- Born: July 14, 1940 Eibelshausen
- Died: August 9, 1994 (aged 54) Saint-Gotthard Massif
- Cause of death: Gliding accident (cause unclear)
- Known for: Competition gliding; Glider design and manufacture
- Spouse: Brigitte
- Relatives: Tilo, Ralf (son)

= Klaus Holighaus =

Klaus Holighaus (14 July 1940 - 9 August 1994) was a glider designer, glider pilot and entrepreneur.

Klaus Holighaus was born in Eibelshausen, Germany. He started his career in gliding when he was an engineering student at the Technische Hochschule Darmstadt, where he was a member of its Akaflieg. Fellow students Gerhard Waibel and Wolf Lemke had already developed the D-36 glider and he contributed to its refinement. He joined Schempp-Hirth as an employee in 1965. He became Chief Executive in 1972 and from 1977 Holighaus was the sole owner of the business. He designed most of the company's products, beginning with the Cirrus until the Nimbus-4.

Holighaus flew in every German National Championship from 1968, winning six times in the Open Class. He became European Champion three times and finished in the top rankings of the nine World Championships in which he competed. He held 16 World Records in various categories.

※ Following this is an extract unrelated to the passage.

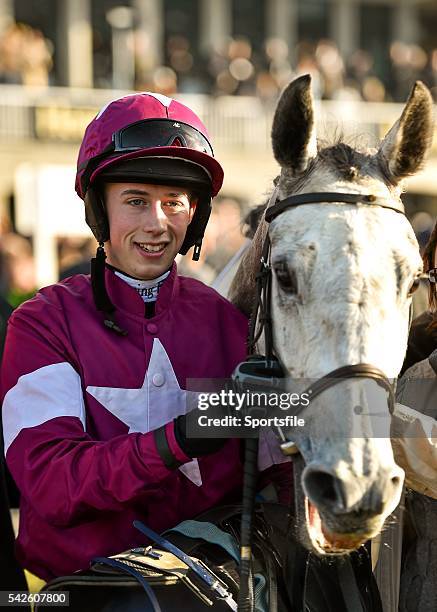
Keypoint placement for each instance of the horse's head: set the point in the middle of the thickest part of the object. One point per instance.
(343, 275)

Holighaus was killed in the area of St. Gotthard when flying in the Alps from Samedan, Switzerland. The wreckage was not discovered for two days. The cause of the accident is not clear, but a possible factor was the deteriorating weather on the day and he may have unsuccessfully tried to cross a mountain pass. He had logged 8,168 hours in gliders.

He married Brigitte. His son, Tilo, continues the Schempp-Hirth business.
After his death, a road in Kirchheim unter Teck was named Klaus-Holighaus-Straße.